Goshka Macuga (part 1)
Now this, is this the end... the end of the beginning or the beginning of the end?
3. June – 28. June 2016
Opening: 29. July 14:11

Goshka Macuga’s show at Schinkel Pavillon is a solo-exhibition in two parts. Macuga’s recent research has reflected on humanity’s concern with its own demise, in this end-time scenario, Macuga turns to the art of rhetoric and artificial memory as intricately linked tools for the organization, preservation and advancement of human knowledge.

The first part of the exhibition opens with a specially commissioned selection of configurations from the series ‘International Institute of Intellectual Co-operation’(IIIC). Bronze works inhabit the space, the heads of recognizable figures such as Einstein, Freud and Frankenstein’s monster are connected as if they were molecular structures. Referring to the IIIC, a post-war advisory body for the League of Nations promoting intellectual exchange between scientists, researchers, teachers, artists and other cultural figures; Macuga’s structures explore the art of rhetoric and the gesture of intellectual exchange (via the writing of conversations and speeches) as tools in forming opinions and in generating and communicating knowledge.

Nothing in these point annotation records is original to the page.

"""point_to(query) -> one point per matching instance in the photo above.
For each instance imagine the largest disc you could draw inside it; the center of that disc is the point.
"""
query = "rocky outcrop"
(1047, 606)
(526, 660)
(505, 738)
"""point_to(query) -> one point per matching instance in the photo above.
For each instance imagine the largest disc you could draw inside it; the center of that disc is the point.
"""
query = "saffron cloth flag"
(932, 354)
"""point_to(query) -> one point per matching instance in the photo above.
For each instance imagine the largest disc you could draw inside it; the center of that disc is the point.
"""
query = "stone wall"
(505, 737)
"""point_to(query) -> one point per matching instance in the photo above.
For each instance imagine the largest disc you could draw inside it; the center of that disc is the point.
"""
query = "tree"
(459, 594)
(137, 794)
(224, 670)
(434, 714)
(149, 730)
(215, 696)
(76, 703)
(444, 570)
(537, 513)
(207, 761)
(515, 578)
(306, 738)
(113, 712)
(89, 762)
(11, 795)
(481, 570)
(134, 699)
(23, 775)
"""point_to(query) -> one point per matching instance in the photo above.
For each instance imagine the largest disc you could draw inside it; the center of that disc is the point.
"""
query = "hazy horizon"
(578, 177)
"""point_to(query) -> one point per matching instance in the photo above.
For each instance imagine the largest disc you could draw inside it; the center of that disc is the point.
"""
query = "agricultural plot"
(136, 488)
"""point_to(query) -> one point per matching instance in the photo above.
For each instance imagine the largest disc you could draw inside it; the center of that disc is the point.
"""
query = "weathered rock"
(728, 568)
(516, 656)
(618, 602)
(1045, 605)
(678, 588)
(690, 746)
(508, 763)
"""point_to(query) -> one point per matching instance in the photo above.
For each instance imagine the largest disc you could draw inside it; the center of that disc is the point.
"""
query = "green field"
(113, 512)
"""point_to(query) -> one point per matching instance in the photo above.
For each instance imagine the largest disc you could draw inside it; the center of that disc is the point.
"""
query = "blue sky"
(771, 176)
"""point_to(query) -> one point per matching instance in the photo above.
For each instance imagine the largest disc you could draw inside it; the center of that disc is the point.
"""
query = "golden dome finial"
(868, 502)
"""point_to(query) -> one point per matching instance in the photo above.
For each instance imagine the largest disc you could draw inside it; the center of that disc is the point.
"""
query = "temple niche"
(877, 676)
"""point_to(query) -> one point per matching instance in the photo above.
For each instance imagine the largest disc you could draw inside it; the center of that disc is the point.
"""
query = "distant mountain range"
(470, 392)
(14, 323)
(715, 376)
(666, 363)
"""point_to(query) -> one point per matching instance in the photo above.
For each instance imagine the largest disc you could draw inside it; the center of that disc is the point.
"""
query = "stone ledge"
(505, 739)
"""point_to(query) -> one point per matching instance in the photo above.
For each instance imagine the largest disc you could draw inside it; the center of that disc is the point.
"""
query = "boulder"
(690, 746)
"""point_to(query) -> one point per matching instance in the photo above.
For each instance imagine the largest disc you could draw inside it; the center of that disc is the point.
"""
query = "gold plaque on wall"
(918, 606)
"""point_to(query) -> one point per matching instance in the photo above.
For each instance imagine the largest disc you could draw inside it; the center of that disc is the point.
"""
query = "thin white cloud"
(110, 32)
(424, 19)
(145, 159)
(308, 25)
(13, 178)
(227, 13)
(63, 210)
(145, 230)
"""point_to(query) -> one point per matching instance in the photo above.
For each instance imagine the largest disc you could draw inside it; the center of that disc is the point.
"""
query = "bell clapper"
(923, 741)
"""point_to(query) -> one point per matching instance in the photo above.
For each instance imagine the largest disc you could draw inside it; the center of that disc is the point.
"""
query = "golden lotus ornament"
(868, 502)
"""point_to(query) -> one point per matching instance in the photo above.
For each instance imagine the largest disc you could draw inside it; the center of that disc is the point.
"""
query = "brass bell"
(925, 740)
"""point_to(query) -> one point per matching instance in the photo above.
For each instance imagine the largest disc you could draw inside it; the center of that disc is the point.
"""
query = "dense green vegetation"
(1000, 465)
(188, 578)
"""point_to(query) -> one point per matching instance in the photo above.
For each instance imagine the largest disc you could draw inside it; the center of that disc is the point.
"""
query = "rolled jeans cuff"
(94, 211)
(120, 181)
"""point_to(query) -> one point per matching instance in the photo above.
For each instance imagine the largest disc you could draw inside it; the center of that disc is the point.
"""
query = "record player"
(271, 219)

On the lower ground floor of the Schinkel Pavillon, the Schinkel Klause, Macuga presents ‘Before the Beginning and After the End’. A long industrial table displaying a scroll illustrated with biro drawings, its surface covered with artworks and objects as if part of a scientific study. Each drawing has been made by a computational system – ‘Paul-n’; the scroll developed by Macuga in collaboration with Patrick Tresset, is covered with the computer’s own iterations of different narratives of creation, from the big bang to Adam and Eve.

Goshka Macuga was born in Warsaw and lives and works in London.